Even though it’s 2013, the public still hasn’t quite gotten over nudity, religious overtones and political statements in art. At least, that’s the case we’ve been seeing when it comes to music videos this year. With “Blurred Lines” and “Wrecking Ball” inspiring protracted New York Times think-pieces and summoning their own camps of supporters and dissenters this year, we were reminded of some of our favorite music videos that got similar reactions when they first hit the public. Think you can handle it? Check them out below. 


"The Next Day" - David Bowie (2013)

Earlier this year, YouTube “accidentally” banned David Bowie’s new music video for “The Next Day,” which featured Bowie as Jesus surrounded by corrupt priests, flogging prostitutes, and actress Marion Cotillard as a resurrected saint. YouTube lifted the ban shortly after, saying it had been a mistake. Either that, or they couldn’t find a way to justify banning Bowie while having videos a thousand times more politically incorrect on their site. 


"Born Free" - M.I.A. (2010)

In 2010, M.I.A. turned heads with her controversial video for “Born Free” that made a gutsy statement on racism and conformism in the 21st century with its graphic depiction of redhead genocide. The video now lives on Vimeo


"The Sun" - The Naked and Famous (2011)

Of course, no band with a name like The Naked and Famous could get by in their career without having a little fun with their name. The New Zealand rockers lived up to this with their stripped down video for "The Sun," (banned from YouTube, now on Vimeo) directed by New Zealand-based directing team Special Problems. You may know one of the creative studio’s founders, Joel Kefali, as the man behind the video for mega-hit “Royals” featuring his fellow Kiwi, Lorde. 


"This Note’s for You" - Neil Young (1988)

In the history of MTV’s “WTF” public relations moves, banning Neil Young’s satirical smirk at big-brand sponsors like Coke and Budweiser in "This Note’s for You" ranks high in the channel’s early gaffes. Especially given the network was trying to establish itself as the new revolutionary in music t.v. at the time. Not that it mattered. The ban was lifted and the song won Video of the Year, though the damage to Neil Young’s impression of MTV was done. 

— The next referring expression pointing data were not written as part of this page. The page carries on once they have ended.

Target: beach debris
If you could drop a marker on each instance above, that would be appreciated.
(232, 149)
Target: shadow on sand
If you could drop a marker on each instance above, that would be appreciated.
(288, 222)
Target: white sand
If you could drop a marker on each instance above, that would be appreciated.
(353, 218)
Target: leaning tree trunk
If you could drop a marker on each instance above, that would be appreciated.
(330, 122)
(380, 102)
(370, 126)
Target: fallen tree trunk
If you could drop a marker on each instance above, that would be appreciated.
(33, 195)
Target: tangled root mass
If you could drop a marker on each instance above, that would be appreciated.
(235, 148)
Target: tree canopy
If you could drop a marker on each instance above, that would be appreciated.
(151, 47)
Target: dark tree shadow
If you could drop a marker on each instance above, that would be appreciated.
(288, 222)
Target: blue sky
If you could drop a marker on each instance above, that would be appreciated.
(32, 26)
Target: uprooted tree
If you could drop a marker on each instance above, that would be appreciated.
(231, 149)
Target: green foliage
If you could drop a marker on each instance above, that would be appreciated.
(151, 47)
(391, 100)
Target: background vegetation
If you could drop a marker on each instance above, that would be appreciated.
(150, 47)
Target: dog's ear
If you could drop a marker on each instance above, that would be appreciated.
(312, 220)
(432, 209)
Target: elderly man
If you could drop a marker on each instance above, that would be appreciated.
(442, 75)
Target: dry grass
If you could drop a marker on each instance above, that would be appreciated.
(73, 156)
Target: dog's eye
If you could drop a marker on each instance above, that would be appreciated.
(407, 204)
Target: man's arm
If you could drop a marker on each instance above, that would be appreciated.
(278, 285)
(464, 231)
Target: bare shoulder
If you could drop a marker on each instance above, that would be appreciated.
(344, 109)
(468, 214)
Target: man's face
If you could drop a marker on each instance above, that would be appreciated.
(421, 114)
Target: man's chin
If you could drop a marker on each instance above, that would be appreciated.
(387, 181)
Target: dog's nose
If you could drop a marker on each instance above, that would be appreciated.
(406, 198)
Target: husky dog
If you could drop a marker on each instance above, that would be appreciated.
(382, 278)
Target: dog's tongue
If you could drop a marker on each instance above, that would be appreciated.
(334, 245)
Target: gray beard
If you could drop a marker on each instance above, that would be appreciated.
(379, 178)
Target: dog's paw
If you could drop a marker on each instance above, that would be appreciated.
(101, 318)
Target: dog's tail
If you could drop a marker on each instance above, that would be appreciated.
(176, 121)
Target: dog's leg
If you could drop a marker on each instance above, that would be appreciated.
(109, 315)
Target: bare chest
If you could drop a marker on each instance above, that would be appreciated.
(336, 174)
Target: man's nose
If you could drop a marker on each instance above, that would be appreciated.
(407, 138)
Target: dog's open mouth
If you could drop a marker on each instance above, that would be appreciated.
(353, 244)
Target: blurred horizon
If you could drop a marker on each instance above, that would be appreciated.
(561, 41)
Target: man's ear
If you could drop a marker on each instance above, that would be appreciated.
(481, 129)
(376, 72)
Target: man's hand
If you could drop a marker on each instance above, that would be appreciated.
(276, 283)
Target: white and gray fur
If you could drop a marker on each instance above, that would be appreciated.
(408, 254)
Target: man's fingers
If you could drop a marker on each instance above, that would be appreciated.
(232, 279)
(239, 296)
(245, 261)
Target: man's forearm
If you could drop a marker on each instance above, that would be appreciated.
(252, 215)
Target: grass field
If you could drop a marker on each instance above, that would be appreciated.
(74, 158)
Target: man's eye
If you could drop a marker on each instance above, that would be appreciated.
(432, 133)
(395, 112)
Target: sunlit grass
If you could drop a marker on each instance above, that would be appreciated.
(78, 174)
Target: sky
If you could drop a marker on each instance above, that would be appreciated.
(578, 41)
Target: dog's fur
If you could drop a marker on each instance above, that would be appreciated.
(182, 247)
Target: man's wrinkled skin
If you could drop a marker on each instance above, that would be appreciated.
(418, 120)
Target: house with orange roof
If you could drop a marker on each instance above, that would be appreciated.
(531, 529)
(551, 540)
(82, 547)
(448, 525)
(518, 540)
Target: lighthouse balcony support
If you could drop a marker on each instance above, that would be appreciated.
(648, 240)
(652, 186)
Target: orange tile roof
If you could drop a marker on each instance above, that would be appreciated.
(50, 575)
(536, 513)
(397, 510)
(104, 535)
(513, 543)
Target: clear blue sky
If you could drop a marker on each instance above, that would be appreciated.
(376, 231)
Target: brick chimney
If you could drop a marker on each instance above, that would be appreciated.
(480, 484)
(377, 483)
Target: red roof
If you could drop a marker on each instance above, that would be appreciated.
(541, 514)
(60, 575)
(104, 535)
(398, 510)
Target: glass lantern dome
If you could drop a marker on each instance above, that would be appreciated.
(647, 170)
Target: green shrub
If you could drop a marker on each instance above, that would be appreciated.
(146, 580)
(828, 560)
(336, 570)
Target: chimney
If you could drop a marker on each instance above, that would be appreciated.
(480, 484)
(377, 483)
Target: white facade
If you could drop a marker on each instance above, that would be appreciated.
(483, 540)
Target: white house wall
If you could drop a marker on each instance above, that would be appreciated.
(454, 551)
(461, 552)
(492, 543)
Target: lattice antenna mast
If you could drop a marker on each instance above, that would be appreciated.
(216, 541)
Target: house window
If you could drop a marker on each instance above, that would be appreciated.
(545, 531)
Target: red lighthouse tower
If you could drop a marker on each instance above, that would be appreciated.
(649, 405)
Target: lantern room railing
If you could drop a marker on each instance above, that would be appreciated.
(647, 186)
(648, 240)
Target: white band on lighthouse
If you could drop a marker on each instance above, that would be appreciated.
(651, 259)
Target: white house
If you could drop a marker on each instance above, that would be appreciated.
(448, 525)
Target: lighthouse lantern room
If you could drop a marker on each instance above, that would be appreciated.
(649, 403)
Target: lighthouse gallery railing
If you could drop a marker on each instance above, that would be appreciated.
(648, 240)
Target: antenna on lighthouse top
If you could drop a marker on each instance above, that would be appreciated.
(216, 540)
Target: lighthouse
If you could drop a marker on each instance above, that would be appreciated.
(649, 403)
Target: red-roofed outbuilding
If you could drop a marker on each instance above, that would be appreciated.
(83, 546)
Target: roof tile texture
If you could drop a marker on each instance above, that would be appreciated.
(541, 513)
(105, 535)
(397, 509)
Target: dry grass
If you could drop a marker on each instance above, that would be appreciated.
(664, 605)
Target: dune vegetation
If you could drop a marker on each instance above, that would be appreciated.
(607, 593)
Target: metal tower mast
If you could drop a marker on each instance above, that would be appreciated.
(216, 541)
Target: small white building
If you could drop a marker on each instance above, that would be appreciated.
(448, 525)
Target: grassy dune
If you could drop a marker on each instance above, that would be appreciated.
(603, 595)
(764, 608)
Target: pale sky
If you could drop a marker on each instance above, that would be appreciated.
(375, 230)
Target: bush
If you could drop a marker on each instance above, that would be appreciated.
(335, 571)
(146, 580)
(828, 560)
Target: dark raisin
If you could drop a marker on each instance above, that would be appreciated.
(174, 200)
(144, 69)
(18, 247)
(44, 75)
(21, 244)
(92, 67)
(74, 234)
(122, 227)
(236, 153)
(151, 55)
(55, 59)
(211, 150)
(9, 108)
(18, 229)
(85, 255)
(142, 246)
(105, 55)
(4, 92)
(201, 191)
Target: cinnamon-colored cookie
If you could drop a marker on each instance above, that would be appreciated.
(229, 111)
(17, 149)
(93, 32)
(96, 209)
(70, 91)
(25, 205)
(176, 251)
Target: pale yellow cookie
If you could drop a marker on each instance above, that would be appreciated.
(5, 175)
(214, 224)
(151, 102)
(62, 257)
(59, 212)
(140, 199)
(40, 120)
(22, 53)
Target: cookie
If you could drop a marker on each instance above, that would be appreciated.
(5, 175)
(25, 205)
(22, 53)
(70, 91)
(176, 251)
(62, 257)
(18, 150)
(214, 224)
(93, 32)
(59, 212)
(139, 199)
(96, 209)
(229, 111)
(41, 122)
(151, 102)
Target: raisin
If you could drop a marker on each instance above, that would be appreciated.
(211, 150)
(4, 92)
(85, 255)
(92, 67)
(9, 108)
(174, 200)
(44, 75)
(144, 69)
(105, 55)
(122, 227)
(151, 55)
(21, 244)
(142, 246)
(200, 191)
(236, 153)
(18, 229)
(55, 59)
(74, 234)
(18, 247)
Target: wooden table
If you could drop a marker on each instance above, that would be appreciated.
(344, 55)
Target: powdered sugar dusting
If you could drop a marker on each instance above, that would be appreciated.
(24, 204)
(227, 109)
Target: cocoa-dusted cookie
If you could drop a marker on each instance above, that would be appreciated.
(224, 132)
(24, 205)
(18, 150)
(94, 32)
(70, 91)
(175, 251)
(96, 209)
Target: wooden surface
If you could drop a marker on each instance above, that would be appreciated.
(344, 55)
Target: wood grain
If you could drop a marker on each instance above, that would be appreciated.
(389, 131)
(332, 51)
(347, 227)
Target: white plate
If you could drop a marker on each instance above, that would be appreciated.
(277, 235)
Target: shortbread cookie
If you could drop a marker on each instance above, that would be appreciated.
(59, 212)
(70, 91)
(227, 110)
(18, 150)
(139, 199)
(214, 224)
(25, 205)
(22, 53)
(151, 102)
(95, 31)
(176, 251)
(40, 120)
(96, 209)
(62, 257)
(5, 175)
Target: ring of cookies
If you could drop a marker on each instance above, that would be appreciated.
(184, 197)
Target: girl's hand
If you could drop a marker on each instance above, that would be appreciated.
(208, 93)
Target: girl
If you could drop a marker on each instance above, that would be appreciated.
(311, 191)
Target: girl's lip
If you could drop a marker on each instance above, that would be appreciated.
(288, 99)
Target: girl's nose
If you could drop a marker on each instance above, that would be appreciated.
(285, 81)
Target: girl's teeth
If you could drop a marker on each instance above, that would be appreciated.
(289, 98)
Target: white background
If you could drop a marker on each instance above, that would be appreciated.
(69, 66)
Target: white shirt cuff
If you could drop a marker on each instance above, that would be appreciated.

"Dead End Street" - the Kinks (1966)

BBC is hardly known for being strict about censoring dead bodies; the British news channel does far more justice in showing the gruesome but realistic side of tragedy and crisis when reporting news than, say, American news outlets (cough, CNN). But when it came to entertainment in the 1960s, this wasn’t so much the case. In its first ever music video ban, the network banned the Kinks’ video for "Dead End Street" for featuring a faux corpse popping out of a coffin. Thankfully, BBC’s come a long way since then.


"Girls on Film" - Duran Duran (1981)

Unlike Mötley Crüe’s video for “Girls, Girls, Girls,” the tamest of all music videos set in a strip club to get banned, Duran Duran went all out in their music video for "Girls On Film," which featured more skin and significantly raunchier clips, making its MTV ban slightly less surprising. 


"Pour It Up" - Rihanna (2013)

In terms of quickest videos to get knocked off YouTube before coming back with an “Explicit” warning stamped on them, Rihanna’s video for "Pour It Up" takes the cake. The video, which features the singer’s way-scandalous version of twerking (and strip clubs ‘n dolla bills, natch), was censored just ten minutes after it was uploaded to her VEVO channel in October. “IN TEN PHUCKING MINUTES BRO?” tweeted the singer. Umm… don’t know what to tell you girl.